He acknowledges that this was “a very, very cruel human experience, but it happened during the First World War, and the measures were essentially taken as defensive measures when Armenians were cooperating with invading Russian forces, to carve out a territory for themselves inland where they did not have the majority.”
At this moment, 23 countries recognise the 1915 massacres as genocide, including France, Russia, Germany, Switzerland and Argentina.
But one country with a history intertwined with genocide, Israel, does not recognise the massacres of Armenians as such.
Dan Michman, the director of the Finkler Institute for Holocaust Research in Jerusalem, says that many individual groups in Israel do so.
“The current president of Israel has expressed interest in it, but that has to do with the long-time policies with Turkey, so it never came to an official statement, whereas on the level of studies and discourses it is definitely mentioned,” he said.

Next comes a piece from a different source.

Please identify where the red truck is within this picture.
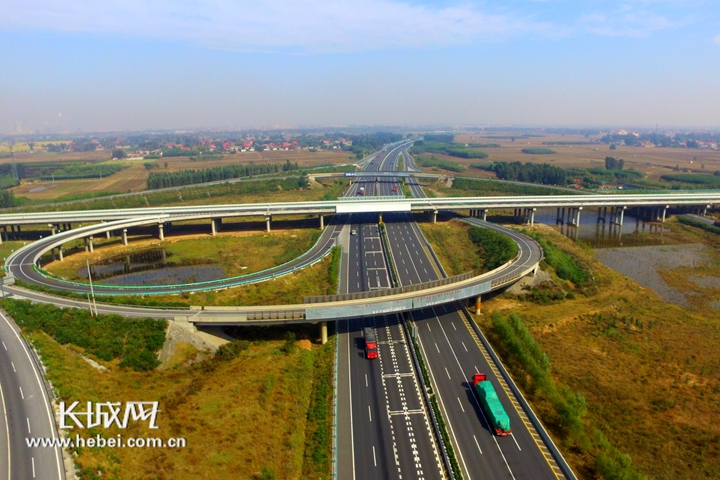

Giragossian says that although the Vatican is moving differently on the diplomatic front, making some concessions to Turkey, in the end, it sides with what Armenia regards as the truth.
“This is neither the first nor the last time that we’ll hear the Vatican address the Armenian genocide issue," he said. "The Turkish government overreacted maybe because the pope paid a visit to Turkey last November and, more recently, decided to cancel plans to visit Armenia on 24 April to commemorate the centennial anniversary of the genocide.”
Turan, of Bilgi University, maintains that the issue is taken out of context, and should be placed within the larger historical framework of the First World War. “At the beginning of last century,” he says, “All the Muslim populations were cleaned out of the Balkans, and quite large numbers were killed.
Nobody considers that as an important event, but one event leads to another. It was an interactive process where a multi-national empire was being dismembered and all of the nations or ethnic groups were out to get each other," he adds.
“Turks are picked as the responsible element for one thing, whereas this is part of a broader process in which everyone killed everyone else and Turks were not the only perpetrators of anything that the others did not do.”